A former analyst at the Australian Strategic Policy Institute Alex Joske, “My jaw dropped as I read Wang’s 12-page Chinese-language confession and plea for help,”.

In addition to this, the Zhan’s report also quotes a former Liberal senator for Tasmania Eric Abetz, who in an email told the Epoch times “It would indeed be a sad and worrying outcome should genuine defectors not be assisted. This would have a very real and chilling impact if protection was not granted,” according to the Epoch Times report.

Zhan’s report in Epoch Times says that the current Australian Prime Minister Anthony Albanese back then had said that “We know that he has outlined a range of activities which clearly put him in a circumstance whereby it’s a legitimate claim for asylum,”.

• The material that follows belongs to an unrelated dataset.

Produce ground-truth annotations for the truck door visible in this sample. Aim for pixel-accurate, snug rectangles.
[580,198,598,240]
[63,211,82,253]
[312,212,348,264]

The Liberal MP Shadow Minister for Defence Andrew Hastie also supported granting Wang asylum by saying “I’m of the view that anyone who’s willing to assist us in defending our sovereignty deserves our protection,” Hastie, who chaired the Joint Committee on Intelligence and Security, said at the time. “I think he deserves our protection and our support.”, according to Zhan’s report in Epoch Times.

Meanwhile, Jennifer Zeng, an Australian Chinese writer, and YouTuber focusing on Chinese politics who had also applied for asylum in Australia in 2001 mentioned that CCP will exert pressure on Home Affairs as the same had happened in her case also.

Surprisingly this denial of asylum to him came after Penny Wong visited China to restart Australian exports to Beijing after years of diplomatic tension with the previous Liberal government of China.

Although the Epoch Times report says that both the Administrative Appeals Tribunal and the Department of Home Affairs said that they were not able to comment on the case.